Elasticsearch sink

The Elasticsearch sink writes the entities it is given to an Elasticsearch server/cluster.

The _id property is used as the document id. All other properties, except the ones at the root level matching _* or $* are added to the document.

If the input entity has the property $index then this is the index into which the document is written. The $type property is used as the document type. Note that default values for $index and $type can be specified with the default_index and default_type properties.

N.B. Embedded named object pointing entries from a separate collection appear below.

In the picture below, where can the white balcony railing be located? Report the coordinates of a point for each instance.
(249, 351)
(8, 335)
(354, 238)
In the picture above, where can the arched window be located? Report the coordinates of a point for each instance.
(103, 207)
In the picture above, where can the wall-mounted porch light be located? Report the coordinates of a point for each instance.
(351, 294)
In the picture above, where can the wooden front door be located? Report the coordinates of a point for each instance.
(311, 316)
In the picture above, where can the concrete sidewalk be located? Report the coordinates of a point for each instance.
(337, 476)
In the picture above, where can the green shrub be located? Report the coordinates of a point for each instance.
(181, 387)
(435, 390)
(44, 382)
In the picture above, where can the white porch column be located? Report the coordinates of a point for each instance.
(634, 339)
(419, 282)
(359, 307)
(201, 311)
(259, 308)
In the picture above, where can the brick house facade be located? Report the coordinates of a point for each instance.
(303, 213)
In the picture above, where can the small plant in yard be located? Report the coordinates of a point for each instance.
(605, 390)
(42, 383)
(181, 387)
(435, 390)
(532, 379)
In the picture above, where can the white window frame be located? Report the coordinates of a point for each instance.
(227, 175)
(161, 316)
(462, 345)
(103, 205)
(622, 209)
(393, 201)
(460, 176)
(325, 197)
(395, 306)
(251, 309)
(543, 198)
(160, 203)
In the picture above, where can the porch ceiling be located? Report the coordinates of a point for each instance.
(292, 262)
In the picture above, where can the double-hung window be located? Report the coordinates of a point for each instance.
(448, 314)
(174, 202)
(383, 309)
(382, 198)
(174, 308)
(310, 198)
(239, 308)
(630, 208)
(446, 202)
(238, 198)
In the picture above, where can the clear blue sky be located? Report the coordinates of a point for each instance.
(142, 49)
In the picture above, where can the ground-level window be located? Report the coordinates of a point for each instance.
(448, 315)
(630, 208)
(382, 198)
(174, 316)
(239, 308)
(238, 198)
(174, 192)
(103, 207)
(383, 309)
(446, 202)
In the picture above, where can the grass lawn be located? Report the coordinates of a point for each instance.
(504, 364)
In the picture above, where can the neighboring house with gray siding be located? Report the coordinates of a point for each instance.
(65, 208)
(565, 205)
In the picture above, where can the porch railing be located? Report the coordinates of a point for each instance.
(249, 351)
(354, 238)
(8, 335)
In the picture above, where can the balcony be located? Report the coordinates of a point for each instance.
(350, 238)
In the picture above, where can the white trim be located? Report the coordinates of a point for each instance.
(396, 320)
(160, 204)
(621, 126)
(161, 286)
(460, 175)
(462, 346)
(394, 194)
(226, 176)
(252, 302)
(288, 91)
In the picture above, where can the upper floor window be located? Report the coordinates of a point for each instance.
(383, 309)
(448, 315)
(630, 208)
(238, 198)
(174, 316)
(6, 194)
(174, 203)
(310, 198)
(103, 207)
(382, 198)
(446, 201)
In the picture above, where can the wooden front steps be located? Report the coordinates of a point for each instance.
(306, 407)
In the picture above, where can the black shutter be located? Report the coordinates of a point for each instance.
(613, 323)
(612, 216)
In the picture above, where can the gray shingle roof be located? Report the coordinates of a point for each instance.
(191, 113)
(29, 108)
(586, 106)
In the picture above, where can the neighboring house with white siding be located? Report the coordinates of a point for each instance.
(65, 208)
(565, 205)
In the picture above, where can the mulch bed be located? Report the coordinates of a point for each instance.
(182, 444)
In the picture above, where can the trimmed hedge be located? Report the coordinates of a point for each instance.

This sink supports batching.

Prototype

{
    "type": "elasticsearch",
    "system": "elasticsearch-system-id",
    "default_index": null,
    "default_type": null
}

Properties

Property

Type

Description

Default

Req

system

String

The id of the Elasticsearch system component to use.

Yes

default_index

String

The index to insert the documents into. This the default value for the $index property on the indexable entities. Note that this is overridable on each entity.

null

default_type

String

The document type to use for the entities. This the default value for the $type property on the indexable entities. Note that this is overridable on each entity.

null

index_mapping_properties

Object

If this is set the specified property mappings are added to the elasticsearch index. See https://www.elastic.co/guide/en/elasticsearch/reference/current/mapping.html for more information. Note that if this property is changed the pipe will be reset if automatic reprocessing is enabled.

example:
{
“dataset”: {“type”: “keyword”},
“namespaces”: {“type”: “keyword”},
“ids”: {“type”: “keyword”},
“refs”: {“type”: “keyword”}
}

null

index_check_document

String

If this is set, the specified elasticsearch document will be used as a marker to check if the elasticsearch index contains data from this pipe. The usecase is to automatically reset the pipe if the elasticsearch index has been emptied by some external process.

If the ‘_source’ field is enabled in the elasticsearch index (this is the default), the pipe will check if the document in the index is identical with the index_check_document value. If ‘_source’ is disabled, the pipe will only check that the document exists in the index.

null

first_run_delete_query

Object

If this is set, the value will be used in a ‘delete_by_query’ call each time this pipe is doing a full run. See https://www.elastic.co/guide/en/elasticsearch/reference/current/docs-delete-by-query.html for the details on how the ‘delete_by_query’ operation works. The value in the first_run_delete_query sink-property is used as the ‘query’.’match’ value in the ‘delete_by_query’ call.

example:
{
“dataset”: “my-source-dataset”
}

null